Tuesday, August 05, 2008

On Her Majesty's Cash-Strapped Service

The past is another country - they do things differently there. I was reminded of this the other day whilst watching Octopussy for about the 300th time. It wasn't just the fact that the film was made at a time when the old Soviet Union was considered to be a super-sophisticated world power, waiting to deploy its massive and efficient armed forces against NATO, which dated it, but also the fact that Roger Moore spent an inordinate amount of time toward the film's climax searching for a public phone on which to contact London. "Why don't you just use your bloody mobile!" I found myself screaming. But, of course, this was 1983, and only the world's four wealthiest men had mobile phones. The depiction of the Kremlin's main operation room was mildly hilarious, with its rotating seating and giant electronic maps. The reality would probably have been a dank basement dripping with water, with the entire Politburo huddled around a one-bar electric fire. If they were lucky they might have a paper map. Mildewed at the edges. On first sight, the portrayal of the British Secret Intelligence Service seems equally bizarre - a technologically advanced organisation with apparently vast funding and super-efficient operatives. However, on closer examination, Octopussy is actually giving us a radically revisionist view of the Service.

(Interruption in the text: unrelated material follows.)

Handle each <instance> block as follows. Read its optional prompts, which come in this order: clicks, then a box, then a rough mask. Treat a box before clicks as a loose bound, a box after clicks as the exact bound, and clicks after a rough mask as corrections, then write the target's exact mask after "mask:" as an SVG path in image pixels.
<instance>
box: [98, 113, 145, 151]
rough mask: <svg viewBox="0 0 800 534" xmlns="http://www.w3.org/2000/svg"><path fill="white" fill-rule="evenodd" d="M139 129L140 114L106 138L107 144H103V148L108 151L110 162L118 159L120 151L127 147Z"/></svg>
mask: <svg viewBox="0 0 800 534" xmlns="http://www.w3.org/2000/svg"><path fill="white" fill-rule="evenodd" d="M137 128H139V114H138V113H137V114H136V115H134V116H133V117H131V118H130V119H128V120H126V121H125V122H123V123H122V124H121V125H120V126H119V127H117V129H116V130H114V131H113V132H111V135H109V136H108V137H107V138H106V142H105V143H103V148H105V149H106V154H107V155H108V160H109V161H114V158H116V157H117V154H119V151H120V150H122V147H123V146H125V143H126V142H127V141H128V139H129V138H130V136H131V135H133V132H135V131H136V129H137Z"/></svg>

They certainly seem pretty short staffed - Smithers, who is first seen driving a London cab sent by Bond to follow Khan, later turns up again as one of Q's assistants. Come to think of it, perhaps he wasn't on duty when he was driving that cab. Maybe he was moonlighting and being in the right place to follow Khan was purely coincidental - he was taking a fare to the airport, anyway. Not only that, but Q himself takes a turn standing watch for 007 in India. For God's sake - how thin on the ground do you have to be before you start using your chief technical expert - who must be one Hell of a security risk with all the knowledge he has - in the field? Surely you'd keep him locked up in your London HQ? Actually, while we're on the subject of Q - just why does he seem to turn up, complete with a fully equipped lab, wherever Bond is operating? Surely that can't be cost-effective? Not only that, but there are other '00' agents - does he do the same for them? Perhaps that's why he's always so irritable, ("For goodness sake, 007, stop arseing about and pay attention - I've got to fly out to Macao after this to sort out an exploding vibrator for 008.")

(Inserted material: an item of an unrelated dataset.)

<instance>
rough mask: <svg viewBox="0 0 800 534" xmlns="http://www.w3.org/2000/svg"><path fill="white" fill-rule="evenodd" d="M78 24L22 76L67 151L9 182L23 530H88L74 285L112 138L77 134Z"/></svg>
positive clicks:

But it's not just Q who seems to be forced to carry out menial tasks - M himself appears in Berlin to brief Bond. Jesus Christ! Who in their right mind would send the head of the Secret Service to do a job a clerk could (and should) do? Those public spending cuts imposed by the Thatcher government were clearly biting hard. The penny-pinching is most obvious at the film's climax. Does the British government send the SAS or SBS to raid the villain's lair? No, they instead use a band of female circus performers. Does Bond arrive in a helicopter? No, he appears in a hot air balloon, piloted by the septuagenarian Q. Not just any hot air balloon, but one emblazoned with a huge Union Jack. Covert operations, eh? But like I said before, this was 1983 and things were different then - the world could still be saved by a middle-aged bloke with a public school accent who even wears a jacket and tie when he's in the jungle. (Actually, by this time in the series, Roger Moore was looking dangerously like a dirty old man as he raised his eyebrows and directed single-entendres at attractive young women).

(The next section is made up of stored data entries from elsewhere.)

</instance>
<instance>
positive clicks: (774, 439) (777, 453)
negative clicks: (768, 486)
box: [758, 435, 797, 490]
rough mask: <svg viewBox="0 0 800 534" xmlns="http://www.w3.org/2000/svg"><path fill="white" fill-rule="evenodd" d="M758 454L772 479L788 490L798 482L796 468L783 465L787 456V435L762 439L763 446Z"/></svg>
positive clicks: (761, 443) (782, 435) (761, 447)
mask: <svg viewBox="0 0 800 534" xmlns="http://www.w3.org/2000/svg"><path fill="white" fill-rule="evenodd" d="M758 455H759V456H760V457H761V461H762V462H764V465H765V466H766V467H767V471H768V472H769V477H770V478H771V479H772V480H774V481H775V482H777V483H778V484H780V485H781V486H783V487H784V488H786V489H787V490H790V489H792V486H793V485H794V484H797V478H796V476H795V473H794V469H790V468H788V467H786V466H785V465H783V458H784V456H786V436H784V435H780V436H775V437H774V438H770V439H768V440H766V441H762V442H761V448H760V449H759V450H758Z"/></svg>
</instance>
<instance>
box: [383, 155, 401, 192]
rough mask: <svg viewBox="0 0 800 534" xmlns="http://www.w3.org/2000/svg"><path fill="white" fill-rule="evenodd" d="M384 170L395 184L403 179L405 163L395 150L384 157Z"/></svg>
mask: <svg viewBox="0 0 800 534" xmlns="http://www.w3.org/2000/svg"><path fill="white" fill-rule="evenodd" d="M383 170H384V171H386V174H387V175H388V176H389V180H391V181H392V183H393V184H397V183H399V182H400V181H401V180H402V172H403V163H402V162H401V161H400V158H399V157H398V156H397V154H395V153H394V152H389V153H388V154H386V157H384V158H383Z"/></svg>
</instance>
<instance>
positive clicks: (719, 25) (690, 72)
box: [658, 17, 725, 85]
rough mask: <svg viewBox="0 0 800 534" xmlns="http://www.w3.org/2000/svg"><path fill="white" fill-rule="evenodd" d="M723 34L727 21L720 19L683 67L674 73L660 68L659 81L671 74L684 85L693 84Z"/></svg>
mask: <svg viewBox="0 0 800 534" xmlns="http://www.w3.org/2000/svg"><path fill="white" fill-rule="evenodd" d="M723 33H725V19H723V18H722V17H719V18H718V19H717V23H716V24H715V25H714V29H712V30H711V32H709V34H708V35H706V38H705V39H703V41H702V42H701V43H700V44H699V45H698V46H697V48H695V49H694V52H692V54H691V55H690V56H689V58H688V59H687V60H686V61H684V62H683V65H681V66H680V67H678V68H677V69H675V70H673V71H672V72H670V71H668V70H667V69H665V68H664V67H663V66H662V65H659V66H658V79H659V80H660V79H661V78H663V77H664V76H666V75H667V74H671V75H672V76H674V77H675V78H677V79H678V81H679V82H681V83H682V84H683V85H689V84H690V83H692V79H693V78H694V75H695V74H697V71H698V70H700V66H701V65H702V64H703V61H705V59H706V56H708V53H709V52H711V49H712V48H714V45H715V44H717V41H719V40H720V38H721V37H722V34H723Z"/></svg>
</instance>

How times have changed. Nowadays Bond wouldn't be saving the world, he'd most likely be trying to find one of those laptops the MoD keeps losing on trains. Maybe that will be the pre-title sequence of the next film: Bond is carrying out surveillance on a Starbucks, when he spies a suspicious looking character trying to sell a laptop to another customer, a furious chase through the coffee shop ensues, culminating in him beating the shit out of the thief before retrieving the computer. Of course, back in Roger Moore's day, he'd have tried to foil the theft of the laptop in the first place, landing on top of the hapless MoD official's train home, in a hot air balloon, probably piloted by Q. But then again, we didn't have laptops back then, did we? Haven't we come a long way? From hot air balloons and circus performers to Daniel Craig punching a laptop thief in the face. That's progress.